Once you've gotten over the ridiculous moniker of this young Londoner, get this: the man born Kwasi Danquah is one of the biggest names in UK and Irish music right now. Like his contemporaries N-Dubz (who also feature here), the 22-year-old grime artist appeals to the schoolkid market - the hordes of playground critics who trump each other by downloading his latest single to their mobile phones and then play them loudly on the bus. Now, here's something else that might throw you: Stryder featured on the last album by New York experimentalists Gang Gang Dance. Such a revelation may raise the expectations of those who'd automatically dismiss the grime genre, but his second album isn't as progressive as you'd perhaps expect.
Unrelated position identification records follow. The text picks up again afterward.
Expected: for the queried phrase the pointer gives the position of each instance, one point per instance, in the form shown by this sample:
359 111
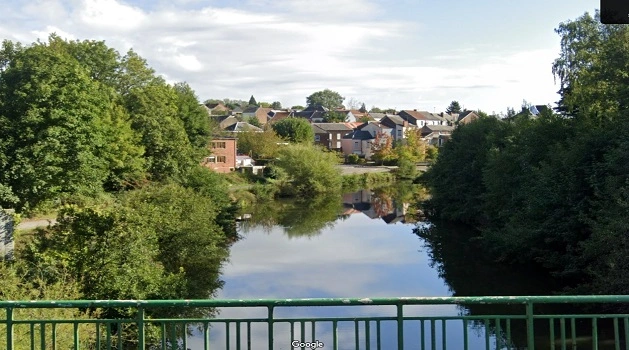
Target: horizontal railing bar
318 319
554 299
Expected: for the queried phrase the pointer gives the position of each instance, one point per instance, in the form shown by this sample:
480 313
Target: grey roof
359 135
431 116
242 126
251 109
309 114
326 127
377 115
318 108
395 120
439 127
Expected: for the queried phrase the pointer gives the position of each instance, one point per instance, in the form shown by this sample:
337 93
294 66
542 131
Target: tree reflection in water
457 255
309 217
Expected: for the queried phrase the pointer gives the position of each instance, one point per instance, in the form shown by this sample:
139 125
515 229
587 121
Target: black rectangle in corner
615 11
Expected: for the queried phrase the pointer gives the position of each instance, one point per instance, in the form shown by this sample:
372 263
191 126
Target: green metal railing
525 324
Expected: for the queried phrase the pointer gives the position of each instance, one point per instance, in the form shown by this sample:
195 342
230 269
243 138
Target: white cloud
43 34
110 15
285 50
189 62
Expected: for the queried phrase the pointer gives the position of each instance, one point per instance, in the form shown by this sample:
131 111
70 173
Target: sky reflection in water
358 257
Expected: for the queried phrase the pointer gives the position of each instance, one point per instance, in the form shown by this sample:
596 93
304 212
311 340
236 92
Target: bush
309 170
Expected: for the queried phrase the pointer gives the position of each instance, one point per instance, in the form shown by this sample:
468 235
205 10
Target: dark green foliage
52 127
456 179
454 107
155 243
294 130
309 170
352 158
326 98
79 119
548 191
194 117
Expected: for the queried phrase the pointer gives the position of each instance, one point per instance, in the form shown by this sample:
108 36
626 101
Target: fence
527 324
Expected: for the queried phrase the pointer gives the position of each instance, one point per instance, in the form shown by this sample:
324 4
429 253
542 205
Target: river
363 246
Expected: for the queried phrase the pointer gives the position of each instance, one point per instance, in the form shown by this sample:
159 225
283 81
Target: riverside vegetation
553 191
103 141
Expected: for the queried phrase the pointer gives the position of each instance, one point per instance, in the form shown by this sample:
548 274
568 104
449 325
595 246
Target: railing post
270 324
400 327
140 321
9 328
530 332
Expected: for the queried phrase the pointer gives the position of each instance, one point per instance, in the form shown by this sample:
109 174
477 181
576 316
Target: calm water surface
370 250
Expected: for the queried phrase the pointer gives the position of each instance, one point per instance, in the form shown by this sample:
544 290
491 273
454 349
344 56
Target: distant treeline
554 190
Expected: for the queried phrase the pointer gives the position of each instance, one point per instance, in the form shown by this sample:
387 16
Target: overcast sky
404 54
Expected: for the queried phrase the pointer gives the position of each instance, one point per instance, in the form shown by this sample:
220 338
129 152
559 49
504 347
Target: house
376 116
222 158
224 121
436 135
352 115
330 134
237 111
421 118
397 124
275 116
217 108
466 117
360 140
354 125
242 127
260 113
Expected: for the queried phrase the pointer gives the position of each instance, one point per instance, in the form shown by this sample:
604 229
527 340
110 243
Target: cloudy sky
487 54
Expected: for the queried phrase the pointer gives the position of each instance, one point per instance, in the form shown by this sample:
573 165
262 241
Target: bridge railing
507 323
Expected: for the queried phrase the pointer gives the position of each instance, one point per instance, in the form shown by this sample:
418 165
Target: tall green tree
590 68
194 117
326 98
52 119
454 107
310 170
154 115
294 130
259 145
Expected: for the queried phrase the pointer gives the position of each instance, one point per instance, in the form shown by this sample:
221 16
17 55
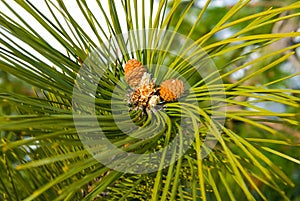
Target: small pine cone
134 71
171 90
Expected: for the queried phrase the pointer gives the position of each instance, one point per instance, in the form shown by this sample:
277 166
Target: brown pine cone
134 71
170 90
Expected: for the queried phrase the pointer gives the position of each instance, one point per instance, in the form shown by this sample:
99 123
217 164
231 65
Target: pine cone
134 71
171 90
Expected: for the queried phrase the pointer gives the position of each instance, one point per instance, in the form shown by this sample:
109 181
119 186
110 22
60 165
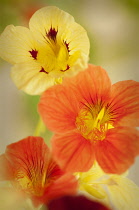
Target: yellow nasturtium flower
116 191
54 46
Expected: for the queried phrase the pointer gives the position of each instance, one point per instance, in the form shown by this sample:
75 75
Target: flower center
94 123
33 183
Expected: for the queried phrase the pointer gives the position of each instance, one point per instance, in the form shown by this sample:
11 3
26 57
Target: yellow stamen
94 123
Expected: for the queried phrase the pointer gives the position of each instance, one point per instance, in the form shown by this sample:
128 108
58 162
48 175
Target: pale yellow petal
27 77
123 193
15 44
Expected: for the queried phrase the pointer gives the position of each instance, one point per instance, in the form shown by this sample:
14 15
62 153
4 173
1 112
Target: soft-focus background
113 30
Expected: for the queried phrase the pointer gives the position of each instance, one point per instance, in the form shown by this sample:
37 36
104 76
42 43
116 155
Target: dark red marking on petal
67 46
43 70
66 68
52 34
34 54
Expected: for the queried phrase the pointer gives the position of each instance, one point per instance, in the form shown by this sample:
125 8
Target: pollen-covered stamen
68 67
52 34
93 124
43 70
33 54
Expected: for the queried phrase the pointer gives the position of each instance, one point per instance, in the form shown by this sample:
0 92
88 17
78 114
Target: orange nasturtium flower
75 202
31 169
54 46
92 120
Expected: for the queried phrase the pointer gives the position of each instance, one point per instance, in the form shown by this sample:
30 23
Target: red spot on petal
34 54
66 68
67 46
43 70
52 34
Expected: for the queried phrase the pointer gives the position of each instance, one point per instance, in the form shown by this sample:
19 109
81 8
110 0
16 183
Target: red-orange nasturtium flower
93 120
31 169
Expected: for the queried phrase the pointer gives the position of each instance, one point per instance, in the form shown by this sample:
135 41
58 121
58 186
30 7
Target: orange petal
73 152
124 103
76 202
58 108
117 152
60 105
65 185
33 167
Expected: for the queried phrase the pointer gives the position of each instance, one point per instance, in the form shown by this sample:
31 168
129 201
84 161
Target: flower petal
32 165
73 152
6 171
60 105
123 193
93 85
116 153
58 108
28 77
74 203
51 23
66 185
124 103
15 44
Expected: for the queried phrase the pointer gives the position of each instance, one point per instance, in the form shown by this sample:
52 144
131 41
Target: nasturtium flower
74 203
30 168
116 191
52 47
93 120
The important thing to remember about grime is that there's rarely room for musical development; such studio-manufactured sounds can only be flogged so much before sounding repetitive. To his credit, Stryder does well to make songs like 'I'm Landing' and 'Stryderman' as interesting as possible, whether it's through swerving, fuzzy Korg buzzes or his loose rapping style.
But the majority of this overlong endeavour (with 18 tracks, repetition is an inevitability) ploughs the same furrows of AutoTuned guest collaborations (Taio Cruz on 'Take Me Back'), sub-So Solid Crew tag-teaming ('Tryna Be Me') and tracks so laden down with effects that they become indistinguishable.
On that note, it's the songs that use samples that are the most impressive; 'You're Not Alone' appropriates the 1997 dance hit of the same name by Olive, and 'Express Urself' pilfers from Charles Wright's funky original. Both numbers, perhaps perversely, allow Stryder's voice and personality to be heard clearly. Is he a talent that shouldn't be quite written off yet? Maybe. This album is a total disappointment, though.